Hunger Games Katniss District 12 Salute to Rue
We are slaves in the sense that we depend for our daily survival upon an expand-or-expire agro-industrial empire—a crackpot machine—that the specialists cannot comprehend and the managers cannot manage. Which is, furthermore, devouring world resources at an exponential rate. We are, most of us, dependent employees. –Edward Abbey
The Purse Seine (Robinson Jeffers, 1937)
I cannot tell you how beautiful the city appeared, and a little terrible. I thought,
We have geared the machines and locked all together into inter-dependence; we have built the great cities; now
There is no escape. We have gathered vast populations incapable of free survival, insulated
From the strong earth, each person in himself helpless, on all dependent. The circle is closed, and the net
Is being hauled in. . .
. . . I cannot tell you
How beautiful the scene is, and a little terrible,
then, when the crowded fish
Know they are caught, and wildly beat from one wall
to the other of their closing destiny the
phosphorescent
Water to a pool of flame, each beautiful slender body
sheeted with flame, like a live rocket
A comet’s tail wake of clear yellow flame; while outside
the narrowing
Floats and cordage of the net great sea-lions come up
to watch, sighing in the dark; the vast walls
of night
Stand erect to the stars.
Lately I was looking from a night mountain-top
On a wide city, the colored splendor, galaxies of light:
how could I help but recall the seine-net
Gathering the luminous fish?
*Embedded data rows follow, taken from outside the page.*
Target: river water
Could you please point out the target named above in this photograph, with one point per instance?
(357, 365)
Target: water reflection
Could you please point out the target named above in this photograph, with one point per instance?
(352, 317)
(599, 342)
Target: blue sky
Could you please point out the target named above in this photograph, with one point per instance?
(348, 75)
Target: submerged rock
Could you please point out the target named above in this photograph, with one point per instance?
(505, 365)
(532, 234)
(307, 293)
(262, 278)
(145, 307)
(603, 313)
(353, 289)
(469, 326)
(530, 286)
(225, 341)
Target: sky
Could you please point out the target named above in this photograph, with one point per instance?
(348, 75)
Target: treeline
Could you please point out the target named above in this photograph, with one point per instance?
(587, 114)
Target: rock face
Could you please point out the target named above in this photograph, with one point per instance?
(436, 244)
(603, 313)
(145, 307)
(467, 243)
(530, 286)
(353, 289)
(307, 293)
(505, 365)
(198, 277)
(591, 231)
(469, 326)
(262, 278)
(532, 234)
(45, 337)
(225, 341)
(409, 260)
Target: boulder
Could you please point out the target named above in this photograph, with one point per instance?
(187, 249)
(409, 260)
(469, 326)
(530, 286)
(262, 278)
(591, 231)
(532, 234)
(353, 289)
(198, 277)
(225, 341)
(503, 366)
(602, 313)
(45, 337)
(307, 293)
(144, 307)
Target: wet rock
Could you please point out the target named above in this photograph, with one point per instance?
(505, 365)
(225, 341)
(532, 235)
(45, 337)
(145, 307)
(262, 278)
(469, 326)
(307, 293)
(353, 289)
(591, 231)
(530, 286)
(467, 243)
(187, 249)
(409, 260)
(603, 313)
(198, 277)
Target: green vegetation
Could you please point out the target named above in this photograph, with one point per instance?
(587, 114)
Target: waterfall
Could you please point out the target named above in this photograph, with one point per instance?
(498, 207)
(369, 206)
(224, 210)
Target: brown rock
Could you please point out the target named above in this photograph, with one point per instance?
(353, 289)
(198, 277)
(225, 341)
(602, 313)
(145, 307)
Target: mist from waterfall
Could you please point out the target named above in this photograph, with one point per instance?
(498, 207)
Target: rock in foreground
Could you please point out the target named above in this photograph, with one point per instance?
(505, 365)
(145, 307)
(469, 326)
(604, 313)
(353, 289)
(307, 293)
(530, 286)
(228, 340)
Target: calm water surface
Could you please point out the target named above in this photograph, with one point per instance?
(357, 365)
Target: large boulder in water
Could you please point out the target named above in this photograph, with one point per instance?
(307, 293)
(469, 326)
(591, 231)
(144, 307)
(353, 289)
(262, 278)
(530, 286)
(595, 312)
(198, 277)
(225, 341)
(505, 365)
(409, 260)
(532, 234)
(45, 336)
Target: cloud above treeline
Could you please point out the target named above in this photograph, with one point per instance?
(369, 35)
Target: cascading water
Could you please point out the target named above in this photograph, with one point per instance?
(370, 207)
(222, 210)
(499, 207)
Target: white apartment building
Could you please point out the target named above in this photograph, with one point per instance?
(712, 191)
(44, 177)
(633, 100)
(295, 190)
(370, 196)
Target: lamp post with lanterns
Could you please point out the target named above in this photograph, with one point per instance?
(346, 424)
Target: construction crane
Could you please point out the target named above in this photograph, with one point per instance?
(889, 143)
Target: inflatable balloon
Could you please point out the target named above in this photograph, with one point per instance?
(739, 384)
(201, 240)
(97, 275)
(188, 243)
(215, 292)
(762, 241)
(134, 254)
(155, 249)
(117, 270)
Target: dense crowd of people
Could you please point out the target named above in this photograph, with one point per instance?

I cannot tell you how
beautiful the city appeared, and a little terrible.
I thought, We have geared the machines and locked all together
into inter-dependence; we have built the great cities; now
There is no escape. We have gathered vast populations incapable
of free survival, insulated
From the strong earth, each person in himself helpless, on all
dependent. The circle is closed, and the net
Is being hauled in. They hardly feel the cords drawing, yet
they shine already. The inevitable mass-disasters
Will not come in our time nor in our children’s, but we
and our children
Must watch the net draw narrower, government take all
powers–or revolution, and the new government
Take more than all, add to kept bodies kept souls–or anarchy,
the mass-disasters.
These things are Progress;
Do you marvel our verse is troubled or frowning, while it keeps
its reason? Or it lets go, lets the mood flow
In the manner of the recent young men into mere hysteria,
splintered gleams, crackled laughter. But they are
quite wrong.
There is no reason for amazement: surely one always knew
that cultures decay, and life’s end is death.
NASA 2007 http://apod.nasa.gov/apod/ap001127.html
And Gary Snyder (1975) said, “The poems will leap out past the automobiles and TV sets of today into the vastness of the Milky Way (visible only when the electricity is turned down), to richen and humanize the scientific cosmologies.” The electricity of our cities of light crowds out the view of Nature. Are we omnipotent and in control of Nature with our complex, transformed civilization built from technology bred of fossil fuel?